Back at my desk, though, my overactive imagination kicked in. What if this guy isn't the office Monk at all? What if he lives here at the office? While everyone around him thinks he's the office overachiever, first one in the morning and always working late, secretly he's never going anywhere, just sleeping under his desk like George Costanza and getting all of his meals from the cafeteria downstairs. Maybe he had a huge fight with his wife, stormed out of the house one morning, and hasn't had the nerve to go back ever since. Or maybe he just lost his security badge, can't get back into the building without it, but doesn't want to deal with the consequences of losing it. Or maybe, and this is the alternative I've really accepted as my narrative, he used to have a long commute to and from his home in, let's say, Staten Island, and he got so fed up with the hours and hours spent sitting on buses and ferries only to spend so little time at home that he just said to hell with it and started living at work. And that's an impulse I understand because I now do so much of my living at work as well, about eight hours each day, five days a week. Compare that with how and where I spend the other hours of the day. Approximately three are spent commuting to and from the office, during which time I'm at best reading but more often just listening to a podcast. I often think about how far I could go if I spent all that commute time just traveling in one direction, how close I might get to my girlfriend's house in Pennsylvania if the bus got onto I-80 instead of the expressway. I'd say that, on average, I spend about six waking hours at home on a weekday, and one of them is entirely devoted to getting up and ready in the morning. That's not a favorable ratio.

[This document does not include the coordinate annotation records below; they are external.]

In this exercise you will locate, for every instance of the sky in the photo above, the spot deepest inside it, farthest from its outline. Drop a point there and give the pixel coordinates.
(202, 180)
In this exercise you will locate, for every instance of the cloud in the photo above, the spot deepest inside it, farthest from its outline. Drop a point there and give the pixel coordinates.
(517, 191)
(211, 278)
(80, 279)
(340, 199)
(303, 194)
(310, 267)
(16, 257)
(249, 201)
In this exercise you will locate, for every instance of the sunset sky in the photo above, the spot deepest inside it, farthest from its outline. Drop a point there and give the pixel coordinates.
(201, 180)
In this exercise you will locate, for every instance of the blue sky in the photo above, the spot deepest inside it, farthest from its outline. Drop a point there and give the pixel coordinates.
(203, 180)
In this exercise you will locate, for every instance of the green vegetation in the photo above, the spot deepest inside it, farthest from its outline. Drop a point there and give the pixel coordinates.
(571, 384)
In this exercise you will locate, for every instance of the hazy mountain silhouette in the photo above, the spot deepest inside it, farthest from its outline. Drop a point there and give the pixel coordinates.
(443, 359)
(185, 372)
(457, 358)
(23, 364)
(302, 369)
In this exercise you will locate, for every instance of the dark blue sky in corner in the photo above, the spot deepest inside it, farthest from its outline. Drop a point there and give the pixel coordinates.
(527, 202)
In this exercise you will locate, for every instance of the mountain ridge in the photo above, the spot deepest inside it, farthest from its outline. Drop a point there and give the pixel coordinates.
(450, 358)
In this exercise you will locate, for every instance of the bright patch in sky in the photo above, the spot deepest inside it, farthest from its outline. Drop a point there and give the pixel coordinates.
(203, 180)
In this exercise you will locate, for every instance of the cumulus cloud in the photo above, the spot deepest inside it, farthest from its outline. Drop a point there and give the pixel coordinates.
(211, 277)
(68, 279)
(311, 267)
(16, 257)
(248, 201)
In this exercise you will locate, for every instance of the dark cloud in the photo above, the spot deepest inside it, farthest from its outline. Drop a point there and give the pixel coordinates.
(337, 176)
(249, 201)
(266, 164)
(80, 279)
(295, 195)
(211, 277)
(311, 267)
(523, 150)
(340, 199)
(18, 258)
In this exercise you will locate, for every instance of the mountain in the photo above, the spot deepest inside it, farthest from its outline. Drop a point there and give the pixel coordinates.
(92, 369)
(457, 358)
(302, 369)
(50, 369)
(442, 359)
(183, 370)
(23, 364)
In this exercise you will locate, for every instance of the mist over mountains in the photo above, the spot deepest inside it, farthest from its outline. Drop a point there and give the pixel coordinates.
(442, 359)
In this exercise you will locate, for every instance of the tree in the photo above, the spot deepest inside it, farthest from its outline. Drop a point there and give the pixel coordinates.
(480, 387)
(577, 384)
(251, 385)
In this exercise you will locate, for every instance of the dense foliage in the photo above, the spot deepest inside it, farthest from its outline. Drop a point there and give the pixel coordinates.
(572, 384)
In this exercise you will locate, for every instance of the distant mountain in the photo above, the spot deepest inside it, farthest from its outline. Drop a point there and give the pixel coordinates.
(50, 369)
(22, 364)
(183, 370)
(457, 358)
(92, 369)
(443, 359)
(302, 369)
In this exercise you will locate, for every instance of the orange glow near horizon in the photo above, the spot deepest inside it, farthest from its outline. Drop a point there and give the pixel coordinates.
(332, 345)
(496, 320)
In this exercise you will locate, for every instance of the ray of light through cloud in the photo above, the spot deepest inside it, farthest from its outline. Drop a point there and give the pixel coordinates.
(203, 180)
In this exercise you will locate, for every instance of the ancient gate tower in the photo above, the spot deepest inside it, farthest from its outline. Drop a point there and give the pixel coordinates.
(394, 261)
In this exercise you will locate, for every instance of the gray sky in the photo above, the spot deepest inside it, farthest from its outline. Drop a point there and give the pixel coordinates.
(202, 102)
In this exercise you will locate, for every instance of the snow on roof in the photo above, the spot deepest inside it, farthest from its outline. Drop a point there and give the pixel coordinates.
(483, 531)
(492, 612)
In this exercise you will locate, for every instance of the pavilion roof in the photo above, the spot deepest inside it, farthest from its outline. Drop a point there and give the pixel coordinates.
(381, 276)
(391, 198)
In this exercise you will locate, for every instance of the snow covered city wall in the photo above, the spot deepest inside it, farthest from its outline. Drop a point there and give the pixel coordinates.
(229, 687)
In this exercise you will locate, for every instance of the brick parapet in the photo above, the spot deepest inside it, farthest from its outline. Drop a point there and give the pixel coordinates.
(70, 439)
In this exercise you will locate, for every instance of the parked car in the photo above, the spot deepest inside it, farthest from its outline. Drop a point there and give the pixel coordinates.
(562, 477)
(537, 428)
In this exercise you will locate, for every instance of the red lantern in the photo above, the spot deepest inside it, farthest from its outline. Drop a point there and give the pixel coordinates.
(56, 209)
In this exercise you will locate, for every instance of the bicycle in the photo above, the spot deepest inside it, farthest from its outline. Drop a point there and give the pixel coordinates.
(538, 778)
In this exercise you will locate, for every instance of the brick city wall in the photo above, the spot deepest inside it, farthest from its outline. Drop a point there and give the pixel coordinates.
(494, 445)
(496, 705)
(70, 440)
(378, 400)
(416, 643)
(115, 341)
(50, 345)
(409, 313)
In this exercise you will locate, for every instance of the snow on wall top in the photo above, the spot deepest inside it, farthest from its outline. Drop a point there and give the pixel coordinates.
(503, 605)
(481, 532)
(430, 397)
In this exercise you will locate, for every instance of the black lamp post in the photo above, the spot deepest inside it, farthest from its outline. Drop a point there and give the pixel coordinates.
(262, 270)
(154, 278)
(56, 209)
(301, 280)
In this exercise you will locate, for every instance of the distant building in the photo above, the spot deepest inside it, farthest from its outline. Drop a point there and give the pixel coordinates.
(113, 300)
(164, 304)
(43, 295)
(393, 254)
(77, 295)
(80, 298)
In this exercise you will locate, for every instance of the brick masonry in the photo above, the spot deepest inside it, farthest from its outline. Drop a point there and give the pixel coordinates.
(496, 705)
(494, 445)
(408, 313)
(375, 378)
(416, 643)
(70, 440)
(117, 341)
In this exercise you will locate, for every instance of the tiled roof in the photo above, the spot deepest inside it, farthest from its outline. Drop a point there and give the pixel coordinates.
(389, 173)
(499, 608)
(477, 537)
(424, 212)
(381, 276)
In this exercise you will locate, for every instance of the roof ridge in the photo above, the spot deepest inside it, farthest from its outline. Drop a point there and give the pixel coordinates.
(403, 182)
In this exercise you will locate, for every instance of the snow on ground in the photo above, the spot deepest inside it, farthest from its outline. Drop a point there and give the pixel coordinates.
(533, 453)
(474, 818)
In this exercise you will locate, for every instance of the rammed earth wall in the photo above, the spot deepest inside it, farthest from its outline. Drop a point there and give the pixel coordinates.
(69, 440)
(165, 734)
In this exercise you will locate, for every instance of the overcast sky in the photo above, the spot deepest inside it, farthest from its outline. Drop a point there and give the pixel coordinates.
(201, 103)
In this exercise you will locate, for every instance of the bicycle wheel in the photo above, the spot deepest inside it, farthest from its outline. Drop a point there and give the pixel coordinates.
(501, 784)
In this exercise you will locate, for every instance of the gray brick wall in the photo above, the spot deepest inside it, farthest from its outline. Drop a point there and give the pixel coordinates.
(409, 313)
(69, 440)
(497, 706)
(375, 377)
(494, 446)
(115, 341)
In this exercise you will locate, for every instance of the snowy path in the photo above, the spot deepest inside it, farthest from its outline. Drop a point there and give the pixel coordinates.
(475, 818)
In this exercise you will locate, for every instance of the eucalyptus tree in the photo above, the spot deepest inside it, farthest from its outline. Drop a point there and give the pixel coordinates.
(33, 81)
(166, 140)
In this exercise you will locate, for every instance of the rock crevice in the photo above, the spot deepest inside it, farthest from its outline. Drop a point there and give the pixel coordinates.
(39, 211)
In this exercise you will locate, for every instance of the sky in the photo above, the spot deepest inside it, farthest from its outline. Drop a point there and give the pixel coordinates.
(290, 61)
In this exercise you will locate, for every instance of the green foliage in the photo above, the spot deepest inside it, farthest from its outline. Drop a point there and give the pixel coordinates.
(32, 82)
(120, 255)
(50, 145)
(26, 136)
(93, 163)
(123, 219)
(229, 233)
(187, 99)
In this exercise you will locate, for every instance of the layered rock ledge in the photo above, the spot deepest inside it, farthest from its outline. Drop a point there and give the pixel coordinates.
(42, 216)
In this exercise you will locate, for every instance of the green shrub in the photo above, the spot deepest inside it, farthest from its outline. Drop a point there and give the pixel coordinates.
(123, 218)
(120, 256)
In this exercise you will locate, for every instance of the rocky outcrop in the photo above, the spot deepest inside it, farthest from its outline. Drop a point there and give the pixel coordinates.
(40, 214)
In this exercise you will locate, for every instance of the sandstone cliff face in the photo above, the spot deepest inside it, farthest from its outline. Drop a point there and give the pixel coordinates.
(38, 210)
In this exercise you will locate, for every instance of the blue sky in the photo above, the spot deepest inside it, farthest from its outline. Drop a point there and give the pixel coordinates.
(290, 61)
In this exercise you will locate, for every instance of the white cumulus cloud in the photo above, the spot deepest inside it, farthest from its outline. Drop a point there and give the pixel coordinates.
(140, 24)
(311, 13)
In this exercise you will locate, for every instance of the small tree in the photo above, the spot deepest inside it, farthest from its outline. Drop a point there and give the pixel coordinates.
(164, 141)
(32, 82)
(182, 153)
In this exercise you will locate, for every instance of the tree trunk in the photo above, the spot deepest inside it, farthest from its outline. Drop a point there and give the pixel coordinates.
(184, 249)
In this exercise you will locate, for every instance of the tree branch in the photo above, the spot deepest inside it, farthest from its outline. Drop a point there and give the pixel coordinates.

So that's a numbers breakdown of how I'm spending my weekdays and why I'm not holding up any giant cups like Rory McIlroy. (Yeah, that's why, every sensible person groaned.) I might keep following news about this guy just because, if I'm being very honest, I'd like to hear that he's not happy. Because if he's a record-breaking athelete (well, it's golf, but still), he's almost my age, and he's really happy in his personal life, then there's no denying that he's got me beat. But as long as I'm happier than he is, then that trophy means less than any of my made-up awards. Besides, from what I hear, that was apparently a really dumbed-down U.S. Open anyway. It's like when that first guy won it all on Who Wants to be a Millionaire? because all the questions were way too easy. (Apologies to Rory McIlroy for everything above. Just kidding about the whole wishing unhappiness on you thing, man.)